During my summer internship at IIT Kharagpur, I coded in OpenCV using C++ to achieve increased embedding capacity using colour-space transformation from RGB to YCoCg. I embedded a watermark, and allowed full extraction of original image and watermark data, ensuring 100% reversibility. I increased 10% time efficiency by parallelizing code in OpenCV. I also, worked on implementing multi- layer watermark embedding to further increase embedding capacity of the image.
The implementation details can be found in my GitHub repository.
8. Real Time Network Analytics
Vehere specializes in state-of-the-art Communications Intelligence and Cyber Defence capabilities in the broad communications spectrum and mission control protection against advanced cyber threats and data breaches.
During my internship in the Product Management Team, I worked on a live project to predict the health status of a wireless network link. I performed Time Series Analysis using the ARIMA model to profile and forecast various Key Performance Indicators (KPIs) of two devices in the network. I visualized the results using different graphs, and consolidated the results to find out which device might fail in the future.

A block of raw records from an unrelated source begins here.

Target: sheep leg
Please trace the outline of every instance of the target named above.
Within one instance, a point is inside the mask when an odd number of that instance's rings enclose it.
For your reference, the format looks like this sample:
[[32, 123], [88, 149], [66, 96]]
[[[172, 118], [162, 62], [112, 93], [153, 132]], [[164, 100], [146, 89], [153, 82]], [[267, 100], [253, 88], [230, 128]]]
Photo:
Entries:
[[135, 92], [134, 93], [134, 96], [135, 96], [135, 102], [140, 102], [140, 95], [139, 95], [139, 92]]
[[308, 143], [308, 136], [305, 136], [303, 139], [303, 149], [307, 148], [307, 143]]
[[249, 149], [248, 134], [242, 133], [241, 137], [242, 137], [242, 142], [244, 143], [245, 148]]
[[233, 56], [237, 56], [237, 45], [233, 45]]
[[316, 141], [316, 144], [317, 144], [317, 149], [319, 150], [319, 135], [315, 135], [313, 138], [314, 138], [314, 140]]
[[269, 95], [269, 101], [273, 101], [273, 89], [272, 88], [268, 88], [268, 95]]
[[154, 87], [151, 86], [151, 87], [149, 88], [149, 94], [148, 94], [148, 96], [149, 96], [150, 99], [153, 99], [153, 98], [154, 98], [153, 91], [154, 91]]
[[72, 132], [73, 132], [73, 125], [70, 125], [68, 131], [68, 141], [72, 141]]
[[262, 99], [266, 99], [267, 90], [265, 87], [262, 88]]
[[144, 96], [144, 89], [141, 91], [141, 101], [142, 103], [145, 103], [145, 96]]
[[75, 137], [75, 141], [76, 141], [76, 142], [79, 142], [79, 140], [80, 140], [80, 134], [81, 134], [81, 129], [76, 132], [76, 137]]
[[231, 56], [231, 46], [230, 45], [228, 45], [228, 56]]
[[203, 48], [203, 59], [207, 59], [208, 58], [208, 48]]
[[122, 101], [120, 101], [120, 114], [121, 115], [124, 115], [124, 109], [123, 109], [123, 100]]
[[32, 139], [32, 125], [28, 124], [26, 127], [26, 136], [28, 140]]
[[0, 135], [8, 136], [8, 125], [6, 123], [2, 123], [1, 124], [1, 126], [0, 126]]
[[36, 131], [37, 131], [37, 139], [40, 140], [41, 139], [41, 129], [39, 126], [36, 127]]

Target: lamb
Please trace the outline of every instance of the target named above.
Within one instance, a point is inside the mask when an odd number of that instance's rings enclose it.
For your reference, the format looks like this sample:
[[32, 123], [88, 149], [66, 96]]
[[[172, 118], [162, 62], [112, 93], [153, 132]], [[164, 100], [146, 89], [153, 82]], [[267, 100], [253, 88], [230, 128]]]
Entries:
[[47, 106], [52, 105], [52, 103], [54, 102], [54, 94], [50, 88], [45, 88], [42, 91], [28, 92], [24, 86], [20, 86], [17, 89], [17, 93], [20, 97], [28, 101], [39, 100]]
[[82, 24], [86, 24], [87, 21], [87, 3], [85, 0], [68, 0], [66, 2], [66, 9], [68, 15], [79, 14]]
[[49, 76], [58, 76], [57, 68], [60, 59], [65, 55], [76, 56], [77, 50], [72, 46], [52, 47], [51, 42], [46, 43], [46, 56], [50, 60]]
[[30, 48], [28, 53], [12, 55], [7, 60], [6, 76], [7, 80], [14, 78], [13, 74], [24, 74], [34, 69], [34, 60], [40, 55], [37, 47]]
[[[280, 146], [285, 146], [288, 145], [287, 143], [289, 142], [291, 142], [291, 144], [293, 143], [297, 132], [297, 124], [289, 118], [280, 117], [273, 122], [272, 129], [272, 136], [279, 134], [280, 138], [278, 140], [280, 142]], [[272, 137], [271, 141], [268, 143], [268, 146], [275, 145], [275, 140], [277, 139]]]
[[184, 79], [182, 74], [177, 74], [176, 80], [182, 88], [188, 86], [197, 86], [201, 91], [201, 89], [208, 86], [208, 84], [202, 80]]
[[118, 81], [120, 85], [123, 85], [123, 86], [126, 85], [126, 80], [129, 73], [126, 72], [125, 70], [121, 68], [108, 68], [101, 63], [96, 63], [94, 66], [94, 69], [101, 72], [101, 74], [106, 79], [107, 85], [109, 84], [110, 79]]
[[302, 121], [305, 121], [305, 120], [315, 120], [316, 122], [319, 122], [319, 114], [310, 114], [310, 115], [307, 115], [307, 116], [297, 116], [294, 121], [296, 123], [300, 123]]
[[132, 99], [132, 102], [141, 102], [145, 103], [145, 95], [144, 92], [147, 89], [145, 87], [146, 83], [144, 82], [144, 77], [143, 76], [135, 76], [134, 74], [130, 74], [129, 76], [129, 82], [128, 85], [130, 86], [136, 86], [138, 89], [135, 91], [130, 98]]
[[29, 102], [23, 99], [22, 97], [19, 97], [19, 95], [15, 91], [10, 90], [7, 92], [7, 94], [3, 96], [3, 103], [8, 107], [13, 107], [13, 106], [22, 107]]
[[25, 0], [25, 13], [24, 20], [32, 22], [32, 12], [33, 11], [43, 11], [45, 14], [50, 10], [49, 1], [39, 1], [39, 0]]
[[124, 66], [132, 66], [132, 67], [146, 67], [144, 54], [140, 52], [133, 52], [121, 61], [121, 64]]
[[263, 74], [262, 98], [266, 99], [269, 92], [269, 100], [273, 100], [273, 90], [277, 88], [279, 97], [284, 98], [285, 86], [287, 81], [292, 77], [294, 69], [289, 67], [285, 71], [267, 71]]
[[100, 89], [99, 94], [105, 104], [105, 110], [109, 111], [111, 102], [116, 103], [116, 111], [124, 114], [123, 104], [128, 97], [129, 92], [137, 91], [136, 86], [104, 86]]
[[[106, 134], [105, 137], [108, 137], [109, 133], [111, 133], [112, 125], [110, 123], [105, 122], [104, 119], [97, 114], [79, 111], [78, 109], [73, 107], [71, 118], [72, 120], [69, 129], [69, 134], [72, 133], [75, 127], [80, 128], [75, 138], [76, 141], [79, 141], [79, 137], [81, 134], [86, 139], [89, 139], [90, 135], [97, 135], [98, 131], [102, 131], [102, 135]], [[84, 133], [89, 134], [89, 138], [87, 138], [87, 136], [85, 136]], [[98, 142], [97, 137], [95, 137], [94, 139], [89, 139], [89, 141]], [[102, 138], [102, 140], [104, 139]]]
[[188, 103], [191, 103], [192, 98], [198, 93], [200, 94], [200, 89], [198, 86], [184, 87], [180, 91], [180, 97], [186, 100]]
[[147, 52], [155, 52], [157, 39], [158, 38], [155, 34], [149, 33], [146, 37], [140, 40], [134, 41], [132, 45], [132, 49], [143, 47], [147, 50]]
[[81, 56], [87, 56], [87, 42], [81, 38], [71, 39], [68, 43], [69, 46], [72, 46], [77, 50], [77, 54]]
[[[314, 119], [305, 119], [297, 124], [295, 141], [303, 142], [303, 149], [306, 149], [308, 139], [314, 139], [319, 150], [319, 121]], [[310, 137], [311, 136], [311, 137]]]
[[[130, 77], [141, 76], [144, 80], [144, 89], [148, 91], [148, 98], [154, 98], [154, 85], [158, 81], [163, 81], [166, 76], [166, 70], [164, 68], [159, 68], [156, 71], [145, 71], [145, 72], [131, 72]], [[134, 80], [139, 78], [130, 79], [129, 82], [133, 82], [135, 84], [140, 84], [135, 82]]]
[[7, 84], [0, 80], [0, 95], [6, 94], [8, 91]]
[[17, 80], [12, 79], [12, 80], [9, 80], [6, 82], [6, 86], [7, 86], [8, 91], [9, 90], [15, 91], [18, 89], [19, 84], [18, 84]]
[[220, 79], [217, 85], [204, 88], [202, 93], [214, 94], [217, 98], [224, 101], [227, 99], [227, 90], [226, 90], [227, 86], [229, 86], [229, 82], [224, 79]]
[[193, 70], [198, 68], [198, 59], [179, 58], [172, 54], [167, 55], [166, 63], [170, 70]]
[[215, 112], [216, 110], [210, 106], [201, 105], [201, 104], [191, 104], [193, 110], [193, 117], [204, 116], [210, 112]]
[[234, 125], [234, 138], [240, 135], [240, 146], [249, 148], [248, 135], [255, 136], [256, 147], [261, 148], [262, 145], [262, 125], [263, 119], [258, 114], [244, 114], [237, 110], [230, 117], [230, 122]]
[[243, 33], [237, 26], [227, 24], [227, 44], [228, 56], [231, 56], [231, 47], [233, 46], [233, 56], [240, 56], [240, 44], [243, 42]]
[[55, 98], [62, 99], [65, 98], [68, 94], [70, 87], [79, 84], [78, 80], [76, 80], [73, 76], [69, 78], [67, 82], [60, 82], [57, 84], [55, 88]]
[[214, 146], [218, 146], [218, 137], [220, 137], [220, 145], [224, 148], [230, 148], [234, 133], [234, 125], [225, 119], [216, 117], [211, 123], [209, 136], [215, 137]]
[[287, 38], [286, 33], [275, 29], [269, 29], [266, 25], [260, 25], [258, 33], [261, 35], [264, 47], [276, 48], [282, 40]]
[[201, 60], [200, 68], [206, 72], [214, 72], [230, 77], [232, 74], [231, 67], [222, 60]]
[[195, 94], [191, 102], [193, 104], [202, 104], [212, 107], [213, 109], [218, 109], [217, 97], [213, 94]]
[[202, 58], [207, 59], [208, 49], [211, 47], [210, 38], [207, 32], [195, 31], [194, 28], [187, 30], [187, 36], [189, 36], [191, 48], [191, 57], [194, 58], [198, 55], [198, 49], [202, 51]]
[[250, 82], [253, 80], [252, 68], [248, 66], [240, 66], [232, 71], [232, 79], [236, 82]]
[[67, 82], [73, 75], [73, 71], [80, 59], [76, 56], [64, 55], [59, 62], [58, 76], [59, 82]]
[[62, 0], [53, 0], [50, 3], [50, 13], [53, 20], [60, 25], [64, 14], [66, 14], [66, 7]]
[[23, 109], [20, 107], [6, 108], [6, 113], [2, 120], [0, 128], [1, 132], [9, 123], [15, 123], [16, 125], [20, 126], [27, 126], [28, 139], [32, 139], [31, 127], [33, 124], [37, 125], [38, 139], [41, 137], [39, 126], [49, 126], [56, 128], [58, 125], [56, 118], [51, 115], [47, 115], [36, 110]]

More details about the work I did can be found in my GitHub repository and this Report.
9. Credit Score Modelling
As an intern at Digital Cloud Tech, Kolkata, I developed an R-based Big Data solution to work on numerous user records. A number of variables used to compute credit score of a large set of people were available. These had to be analysed and creditworthiness of each person had to evaluated. I implemented a multi-parameter model to provide credit score ratings, and successfully predicted and identified probable loan defaulters from analytics on past cases.
More details about the work I did can be found in this Report.